Pourtant, il serait faux de dire que la gestion de l’eau est une problématique récente de la société iranienne. Le sec plateau iranien sur lequel se situe l’Iran a appris très tôt à ses habitants l’importance de la préservation de cet élément vital. Le problème de l’eau existant depuis toujours en Iran, les Iraniens furent dès les premiers temps de leur histoire conscients de l’absolue nécessité qu’il y avait pour eux à équitablement partager les ressources existantes. Pour certains archéologues, ce fut même cette nécessité qui poussa les premières communautés en Iran à se doter d’un ordre spécial qui permit très tôt la formation d’une société ordonnée et puissante, qui se transforma rapidement en empire. Le rôle des mirâbs, "les maîtres des eaux" ou les préposés au partage des eaux, était d’une remarquable portée il y a à peine une cinquantaine d’années.
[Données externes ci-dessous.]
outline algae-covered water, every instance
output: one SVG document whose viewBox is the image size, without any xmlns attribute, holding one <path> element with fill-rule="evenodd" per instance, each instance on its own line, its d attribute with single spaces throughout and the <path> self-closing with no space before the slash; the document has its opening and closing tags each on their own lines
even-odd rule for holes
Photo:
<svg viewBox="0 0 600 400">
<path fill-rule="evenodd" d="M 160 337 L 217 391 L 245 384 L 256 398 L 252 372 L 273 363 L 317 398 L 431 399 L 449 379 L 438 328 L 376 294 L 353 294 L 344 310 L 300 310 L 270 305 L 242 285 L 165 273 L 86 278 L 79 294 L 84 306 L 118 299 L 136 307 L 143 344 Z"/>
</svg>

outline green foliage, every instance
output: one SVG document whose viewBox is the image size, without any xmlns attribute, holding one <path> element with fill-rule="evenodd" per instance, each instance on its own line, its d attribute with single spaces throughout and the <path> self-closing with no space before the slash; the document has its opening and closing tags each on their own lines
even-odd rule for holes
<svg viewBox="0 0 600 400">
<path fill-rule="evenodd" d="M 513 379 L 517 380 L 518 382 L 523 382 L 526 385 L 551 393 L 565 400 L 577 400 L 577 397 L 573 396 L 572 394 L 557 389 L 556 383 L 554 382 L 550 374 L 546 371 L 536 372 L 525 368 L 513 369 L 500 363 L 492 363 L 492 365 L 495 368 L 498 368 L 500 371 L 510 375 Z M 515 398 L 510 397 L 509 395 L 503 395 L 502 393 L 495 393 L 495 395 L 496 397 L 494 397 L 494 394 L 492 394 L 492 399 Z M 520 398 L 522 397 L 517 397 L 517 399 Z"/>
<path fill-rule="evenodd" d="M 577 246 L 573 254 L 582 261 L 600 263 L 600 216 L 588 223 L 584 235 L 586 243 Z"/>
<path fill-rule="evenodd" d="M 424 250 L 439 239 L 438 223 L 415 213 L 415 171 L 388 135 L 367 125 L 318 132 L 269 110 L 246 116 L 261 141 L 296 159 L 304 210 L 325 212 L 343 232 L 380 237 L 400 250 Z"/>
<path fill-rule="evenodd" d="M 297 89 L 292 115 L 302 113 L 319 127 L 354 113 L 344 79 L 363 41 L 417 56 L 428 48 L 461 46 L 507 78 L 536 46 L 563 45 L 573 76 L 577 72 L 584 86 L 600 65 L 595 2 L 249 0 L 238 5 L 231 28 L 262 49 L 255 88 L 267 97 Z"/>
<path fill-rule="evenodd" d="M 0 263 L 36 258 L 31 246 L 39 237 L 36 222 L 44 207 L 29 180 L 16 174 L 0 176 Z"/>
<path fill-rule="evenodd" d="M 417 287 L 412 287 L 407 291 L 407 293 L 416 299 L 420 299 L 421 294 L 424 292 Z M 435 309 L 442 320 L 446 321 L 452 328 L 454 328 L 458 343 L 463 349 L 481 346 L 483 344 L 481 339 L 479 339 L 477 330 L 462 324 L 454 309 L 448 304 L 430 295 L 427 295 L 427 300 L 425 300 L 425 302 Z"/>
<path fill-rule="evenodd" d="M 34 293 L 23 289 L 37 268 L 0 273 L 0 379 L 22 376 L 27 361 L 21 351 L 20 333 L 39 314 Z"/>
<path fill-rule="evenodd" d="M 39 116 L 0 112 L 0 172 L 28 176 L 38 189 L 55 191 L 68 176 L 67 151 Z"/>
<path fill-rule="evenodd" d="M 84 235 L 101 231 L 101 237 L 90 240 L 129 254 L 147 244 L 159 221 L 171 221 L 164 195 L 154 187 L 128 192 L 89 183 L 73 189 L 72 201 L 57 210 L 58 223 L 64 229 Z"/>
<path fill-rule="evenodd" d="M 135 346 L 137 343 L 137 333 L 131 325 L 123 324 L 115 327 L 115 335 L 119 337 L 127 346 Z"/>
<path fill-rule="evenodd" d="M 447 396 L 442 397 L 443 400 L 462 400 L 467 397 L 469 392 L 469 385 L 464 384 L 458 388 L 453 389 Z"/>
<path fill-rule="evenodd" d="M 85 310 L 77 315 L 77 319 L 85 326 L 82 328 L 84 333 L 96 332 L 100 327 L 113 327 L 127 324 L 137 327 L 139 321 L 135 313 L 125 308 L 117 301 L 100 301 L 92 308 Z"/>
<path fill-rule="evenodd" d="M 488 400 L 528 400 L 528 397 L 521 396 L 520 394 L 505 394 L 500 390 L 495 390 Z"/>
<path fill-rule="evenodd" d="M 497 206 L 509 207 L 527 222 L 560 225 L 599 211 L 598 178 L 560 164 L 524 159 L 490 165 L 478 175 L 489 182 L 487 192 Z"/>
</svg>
Cascade résultant de la désaffectation des moulins à eau, Shushtar

Ainsi, certains des plus anciens efforts de l’homme pour la rétention de l’élément liquide eurent lieu en Iran, parmi lesquels la construction des qanâts, des moulins à eau, des bands, ancêtres des barrages actuels et des âbanbârs, ou réservoirs d’eau sont à signaler. Dans ce pays où la diversité climatique, les conditions topographiques et géographiques, les violents changements climatiques annuels et le partage inégal des courants d’eau de surface au vu des besoins qui existent sont des caractéristiques hydrologiques importantes, la gestion de l’eau est depuis toujours considérée comme un art. Aujourd’hui encore, l’importance et la grandeur de la gestion de cet élément est visible dans les croyances, les coutumes et les traditions. C’est peut-être pour cette raison que l’eau a une place très importante en Iran, tant dans les textes sacrés zoroastriens que musulmans, ainsi que dans la mythologie iranienne préislamique où Anâhîtâ, la déesse gardienne des eaux, n’est que l’un des nombreux dieux chargés de préserver cet élément. La même chose est à signaler dans la tradition musulmane où l’eau est un élément purificateur vital.

Les qanâts

De récentes découvertes archéologiques ont permis la mise à jour de vestiges de piscines, de réservoirs d’eau et des canalisations urbaines assez perfectionnées datant de l’ère assyrienne, élamite et pré-achéménide (600-1500 av. J.-C.) mais les plus célèbres des ouvrages iraniens en matière de gestion d’eau sont sans aucun doute les qanâts, à l’histoire vieille de plus de vingt cinq siècles. La première source écrite à citer l’existence des qanâts iraniens et leur forage est l’Enquête de l’historien grec Hérodote qui précisait déjà, au Vème siècle av. J.-C., que cette technique d’exploitation de l’eau était très ancienne et couramment utilisée en Iran.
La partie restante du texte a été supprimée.